The D.C. Booth National Fish Hatchery and Archives was established in 1896 and is one of the oldest operating hatcheries in the country. Its original purpose was to breed, stock, and establish trout populations in the Black Hills region. The hatchery continues this work today. The site features the Von Bayer Museum of Fish Culture, archives, the historic 1905 Booth House, a replica of a railcar called Fish Car No. 3, a replica ice house, a restored boat called U.S. Fisheries Boat #39 used by the hatchery, the hatchery ponds, and trails. The museum, which is housed in the original hatchery building erected in 1899, collects and preserves fish hatchery objects from around the country, and also explores the history of fish culture and technology. The museum's fish management and culture collection—the largest in the U.S.—holds more than 185,000 items including equipment, periodicals, publications, and personal artifacts. The museum also offers a variety of educational programs for schools and the public. The entire hatchery site, which is ten acres in size, was added to the National Register of Historic Places 1978. The hatchery is historically significant for its role in wildlife conservation and its positive economic impact on Spearfish.

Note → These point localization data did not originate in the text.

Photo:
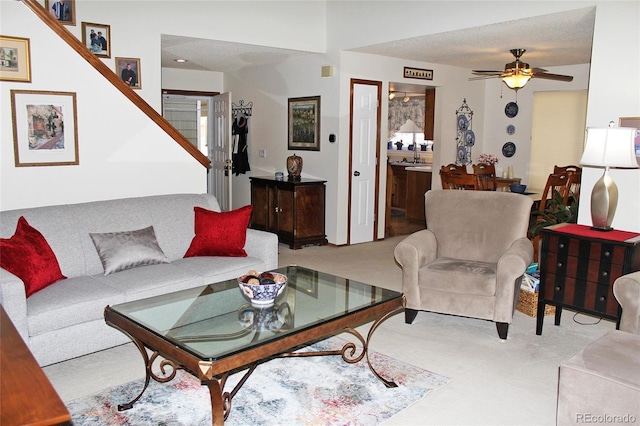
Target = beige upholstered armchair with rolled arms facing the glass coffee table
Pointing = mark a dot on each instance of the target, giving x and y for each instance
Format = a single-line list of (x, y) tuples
[(471, 257)]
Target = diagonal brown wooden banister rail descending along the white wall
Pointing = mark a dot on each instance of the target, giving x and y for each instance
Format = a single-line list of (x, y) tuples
[(103, 69)]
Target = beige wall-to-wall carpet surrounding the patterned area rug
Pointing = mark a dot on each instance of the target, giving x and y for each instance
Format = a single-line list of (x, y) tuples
[(493, 382)]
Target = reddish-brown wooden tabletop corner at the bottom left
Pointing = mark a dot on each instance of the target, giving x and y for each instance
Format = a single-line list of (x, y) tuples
[(26, 395)]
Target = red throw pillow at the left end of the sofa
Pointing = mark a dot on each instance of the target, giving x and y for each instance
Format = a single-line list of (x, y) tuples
[(28, 256)]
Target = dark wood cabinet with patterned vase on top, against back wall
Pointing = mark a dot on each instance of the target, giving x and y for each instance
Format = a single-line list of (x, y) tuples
[(293, 209)]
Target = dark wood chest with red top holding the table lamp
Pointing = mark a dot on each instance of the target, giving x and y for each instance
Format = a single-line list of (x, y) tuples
[(578, 267)]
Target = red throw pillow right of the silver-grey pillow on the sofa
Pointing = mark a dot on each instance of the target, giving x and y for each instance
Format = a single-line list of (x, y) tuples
[(220, 234)]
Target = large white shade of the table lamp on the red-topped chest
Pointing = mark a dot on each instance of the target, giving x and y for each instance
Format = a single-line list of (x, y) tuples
[(610, 147)]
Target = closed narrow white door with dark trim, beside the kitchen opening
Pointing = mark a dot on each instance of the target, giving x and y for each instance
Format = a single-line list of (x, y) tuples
[(363, 162)]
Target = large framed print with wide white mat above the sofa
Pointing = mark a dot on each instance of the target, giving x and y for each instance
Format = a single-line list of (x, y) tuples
[(44, 128)]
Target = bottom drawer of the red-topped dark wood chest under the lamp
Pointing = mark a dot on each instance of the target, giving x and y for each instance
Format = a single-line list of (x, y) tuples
[(588, 295)]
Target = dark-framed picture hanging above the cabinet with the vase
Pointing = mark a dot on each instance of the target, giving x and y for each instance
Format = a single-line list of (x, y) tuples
[(304, 123)]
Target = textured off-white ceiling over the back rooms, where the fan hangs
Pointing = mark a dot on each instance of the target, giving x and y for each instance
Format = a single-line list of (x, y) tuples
[(551, 40)]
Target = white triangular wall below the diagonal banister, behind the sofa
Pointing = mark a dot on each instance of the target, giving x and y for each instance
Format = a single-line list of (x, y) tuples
[(122, 152)]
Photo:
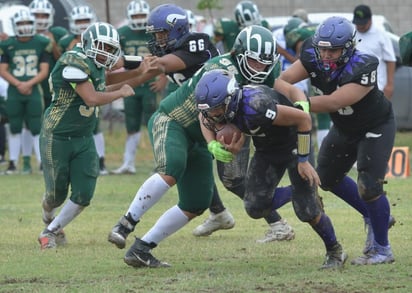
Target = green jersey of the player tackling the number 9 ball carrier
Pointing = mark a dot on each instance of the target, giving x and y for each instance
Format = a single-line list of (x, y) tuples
[(181, 104)]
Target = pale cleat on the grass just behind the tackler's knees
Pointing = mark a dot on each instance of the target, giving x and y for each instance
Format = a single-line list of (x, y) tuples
[(223, 220)]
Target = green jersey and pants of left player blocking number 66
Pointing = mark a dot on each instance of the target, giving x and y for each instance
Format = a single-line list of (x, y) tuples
[(66, 142)]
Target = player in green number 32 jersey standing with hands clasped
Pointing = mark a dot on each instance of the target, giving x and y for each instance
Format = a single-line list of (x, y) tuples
[(24, 65)]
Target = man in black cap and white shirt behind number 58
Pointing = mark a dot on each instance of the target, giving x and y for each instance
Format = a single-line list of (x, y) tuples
[(373, 40)]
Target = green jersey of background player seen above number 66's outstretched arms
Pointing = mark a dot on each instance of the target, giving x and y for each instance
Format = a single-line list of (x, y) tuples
[(134, 42)]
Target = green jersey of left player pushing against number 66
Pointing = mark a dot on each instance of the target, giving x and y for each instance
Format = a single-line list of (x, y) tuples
[(68, 115)]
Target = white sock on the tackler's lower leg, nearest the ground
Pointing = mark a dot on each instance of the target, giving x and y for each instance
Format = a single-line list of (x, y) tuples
[(168, 223)]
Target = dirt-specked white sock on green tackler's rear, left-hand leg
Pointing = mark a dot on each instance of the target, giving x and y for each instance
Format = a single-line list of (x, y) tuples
[(148, 194)]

The idea for the hatchery originated in 1890, when South Dakota Senator R.F. Pettigrew appropriated funds to study the possibility of opening a hatchery in Nebraska, Wyoming, Montana, or either South or North Dakota. In the end, this location was chosen because it had cold spring water (necessary for egg incubation), it was close to Spearfish, and had access to the region via the railroads. Congress appropriated funds to establish the hatchery in 1896 and it opened in 1899. Budget cuts forced the hatchery to close in 1983 but it reopened in 1989 in its current configuration with the museum and other facilities.

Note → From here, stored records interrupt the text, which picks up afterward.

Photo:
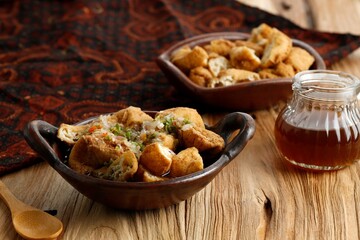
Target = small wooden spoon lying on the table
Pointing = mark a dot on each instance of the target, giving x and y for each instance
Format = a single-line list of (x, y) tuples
[(29, 222)]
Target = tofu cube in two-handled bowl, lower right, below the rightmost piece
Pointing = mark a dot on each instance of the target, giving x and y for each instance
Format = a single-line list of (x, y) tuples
[(185, 162)]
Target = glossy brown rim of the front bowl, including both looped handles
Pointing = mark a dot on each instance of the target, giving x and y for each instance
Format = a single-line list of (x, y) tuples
[(31, 134)]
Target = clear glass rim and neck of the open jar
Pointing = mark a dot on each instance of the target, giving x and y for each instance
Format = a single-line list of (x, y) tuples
[(326, 85)]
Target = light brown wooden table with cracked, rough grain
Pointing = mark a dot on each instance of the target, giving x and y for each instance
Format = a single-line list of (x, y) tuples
[(255, 197)]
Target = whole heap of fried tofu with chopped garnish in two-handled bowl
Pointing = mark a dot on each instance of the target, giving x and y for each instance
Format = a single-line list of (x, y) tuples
[(130, 145)]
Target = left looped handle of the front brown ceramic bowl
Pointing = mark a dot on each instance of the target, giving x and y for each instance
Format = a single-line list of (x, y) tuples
[(39, 135)]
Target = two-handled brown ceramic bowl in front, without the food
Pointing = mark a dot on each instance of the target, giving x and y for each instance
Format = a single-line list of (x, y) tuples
[(41, 136)]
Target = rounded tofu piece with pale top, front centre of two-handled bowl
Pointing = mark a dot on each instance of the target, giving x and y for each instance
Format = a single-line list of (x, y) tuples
[(156, 158)]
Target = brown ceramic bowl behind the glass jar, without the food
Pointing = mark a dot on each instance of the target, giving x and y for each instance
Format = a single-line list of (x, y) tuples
[(245, 96)]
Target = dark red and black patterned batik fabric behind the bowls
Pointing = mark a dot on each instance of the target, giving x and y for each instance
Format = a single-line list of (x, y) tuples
[(63, 61)]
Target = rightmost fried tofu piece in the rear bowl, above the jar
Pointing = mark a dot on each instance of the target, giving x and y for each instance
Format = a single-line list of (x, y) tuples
[(300, 59)]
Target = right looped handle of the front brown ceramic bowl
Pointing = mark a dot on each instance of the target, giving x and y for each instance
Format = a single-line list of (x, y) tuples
[(228, 125)]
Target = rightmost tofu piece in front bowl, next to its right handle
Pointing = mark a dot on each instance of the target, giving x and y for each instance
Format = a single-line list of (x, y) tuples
[(202, 139)]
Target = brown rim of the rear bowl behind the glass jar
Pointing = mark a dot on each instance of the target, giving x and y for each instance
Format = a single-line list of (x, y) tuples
[(164, 58)]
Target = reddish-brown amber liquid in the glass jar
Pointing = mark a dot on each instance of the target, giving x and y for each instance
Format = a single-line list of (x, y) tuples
[(318, 149)]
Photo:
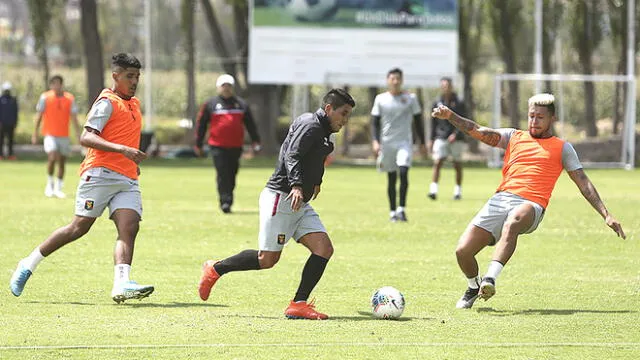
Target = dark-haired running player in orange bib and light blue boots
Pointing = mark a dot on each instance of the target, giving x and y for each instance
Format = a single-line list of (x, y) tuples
[(108, 177)]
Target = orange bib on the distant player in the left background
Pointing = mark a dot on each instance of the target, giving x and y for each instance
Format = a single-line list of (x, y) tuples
[(56, 113)]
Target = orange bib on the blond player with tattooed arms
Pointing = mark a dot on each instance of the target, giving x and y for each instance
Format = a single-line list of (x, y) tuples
[(532, 167)]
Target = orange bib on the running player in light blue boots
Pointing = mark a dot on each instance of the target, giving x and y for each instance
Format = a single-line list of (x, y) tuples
[(123, 127)]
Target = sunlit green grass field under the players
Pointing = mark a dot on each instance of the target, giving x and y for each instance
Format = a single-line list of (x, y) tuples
[(572, 290)]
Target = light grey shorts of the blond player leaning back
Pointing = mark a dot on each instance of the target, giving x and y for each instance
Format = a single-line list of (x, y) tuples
[(496, 210)]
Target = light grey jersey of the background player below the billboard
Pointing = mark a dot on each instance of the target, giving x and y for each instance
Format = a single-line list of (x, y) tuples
[(396, 114)]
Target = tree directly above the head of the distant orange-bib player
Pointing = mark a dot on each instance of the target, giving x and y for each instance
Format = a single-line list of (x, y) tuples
[(40, 16)]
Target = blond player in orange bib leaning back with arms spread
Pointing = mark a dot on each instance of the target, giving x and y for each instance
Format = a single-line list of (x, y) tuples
[(533, 161)]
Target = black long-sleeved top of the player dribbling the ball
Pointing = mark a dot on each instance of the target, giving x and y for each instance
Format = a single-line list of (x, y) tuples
[(302, 154)]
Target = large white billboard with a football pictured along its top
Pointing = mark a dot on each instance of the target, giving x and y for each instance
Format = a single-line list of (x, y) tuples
[(292, 44)]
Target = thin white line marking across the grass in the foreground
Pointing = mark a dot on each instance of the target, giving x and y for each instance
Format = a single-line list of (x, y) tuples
[(331, 344)]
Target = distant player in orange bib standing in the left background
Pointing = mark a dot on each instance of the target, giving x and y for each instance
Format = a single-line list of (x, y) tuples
[(55, 108)]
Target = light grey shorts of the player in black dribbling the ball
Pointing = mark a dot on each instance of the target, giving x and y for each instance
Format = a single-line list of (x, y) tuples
[(279, 223)]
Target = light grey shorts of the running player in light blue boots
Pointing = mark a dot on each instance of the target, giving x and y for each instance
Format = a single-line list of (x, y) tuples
[(100, 187)]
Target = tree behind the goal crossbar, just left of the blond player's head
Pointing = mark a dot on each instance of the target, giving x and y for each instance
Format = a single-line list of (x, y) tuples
[(506, 24)]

As noted above, the Booth House was built in 1905. It is named after the first superintendent of the hatchery, Dewitt Clinton Booth, who lived here with his family. It was designed in the Neo-Colonial Revival style, featuring classical columns, large oval windows, and a bay window. The interior features period furnishings and Booth family memorabilia.

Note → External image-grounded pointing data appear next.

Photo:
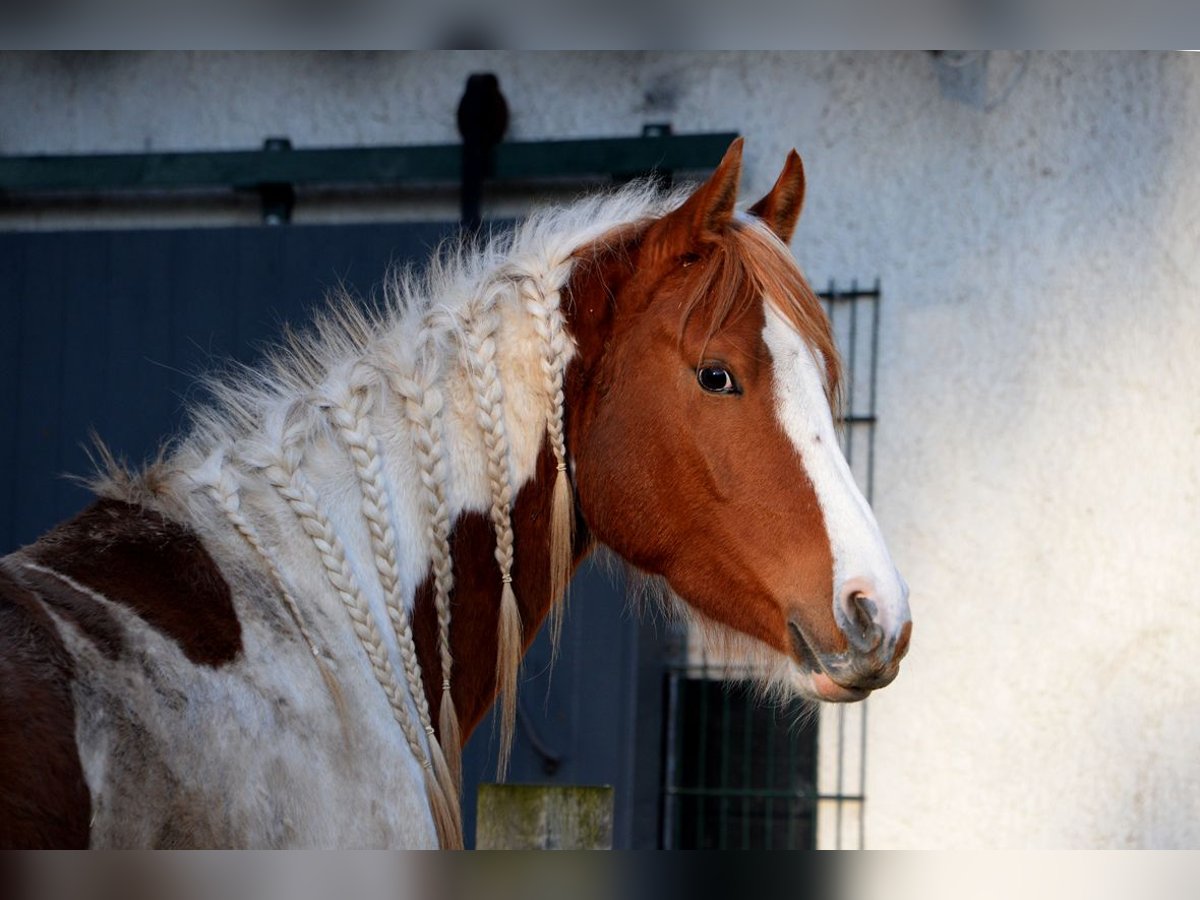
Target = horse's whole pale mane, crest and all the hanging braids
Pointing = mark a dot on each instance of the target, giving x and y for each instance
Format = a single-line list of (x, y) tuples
[(317, 391)]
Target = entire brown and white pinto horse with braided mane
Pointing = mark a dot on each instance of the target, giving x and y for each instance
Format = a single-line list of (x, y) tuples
[(281, 632)]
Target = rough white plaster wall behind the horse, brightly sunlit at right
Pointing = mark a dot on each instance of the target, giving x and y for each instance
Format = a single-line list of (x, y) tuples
[(1037, 471)]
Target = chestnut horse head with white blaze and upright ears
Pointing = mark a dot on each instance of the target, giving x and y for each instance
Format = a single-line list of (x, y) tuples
[(701, 425)]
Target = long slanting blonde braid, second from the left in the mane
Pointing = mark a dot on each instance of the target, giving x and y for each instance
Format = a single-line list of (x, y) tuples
[(285, 476)]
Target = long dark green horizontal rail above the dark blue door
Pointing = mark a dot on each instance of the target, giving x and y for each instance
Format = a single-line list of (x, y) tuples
[(517, 161)]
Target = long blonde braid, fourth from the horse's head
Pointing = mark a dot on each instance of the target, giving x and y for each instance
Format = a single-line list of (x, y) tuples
[(353, 424)]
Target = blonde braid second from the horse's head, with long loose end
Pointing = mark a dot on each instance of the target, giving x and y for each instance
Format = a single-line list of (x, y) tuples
[(481, 345)]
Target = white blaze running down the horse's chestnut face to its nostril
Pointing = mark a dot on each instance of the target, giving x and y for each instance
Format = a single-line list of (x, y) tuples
[(860, 555)]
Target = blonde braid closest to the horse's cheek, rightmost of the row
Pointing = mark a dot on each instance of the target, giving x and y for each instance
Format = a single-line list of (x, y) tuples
[(543, 302)]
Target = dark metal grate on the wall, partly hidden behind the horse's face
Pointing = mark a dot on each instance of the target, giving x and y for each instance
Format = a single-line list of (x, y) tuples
[(743, 775)]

The hatchery used Fish Car No. 3 (not this one specifically; it is replica) to transport fish to takes and rivers throughout the black hills. Hatcheries needed these specially designed rail cars because refrigerated tanker trucks had not been invented yet. Railcars provided a fast way to keep the fish alive long enough to reach these lakes and rivers. Inside Fish Car No. 3, which is the only federal fisheries railcar exhibit in the U.S., visitors will learn about the role these cars played in the fish car era which spanned 66 years.
In 1901, the hatchery opened a substation in Yellowstone Lake, which is located Yellowstone National Park. Hatchery workers used U.S. Fisheries Boat #39 to collect black-sprouted trout eggs. At the time, getting to the lake was somewhat difficult as no railroads reached it. Once a year, the workers had to go on an overland expedition to get to the lake, first by railroads then by wagons. These expeditions took place between 1901-1911.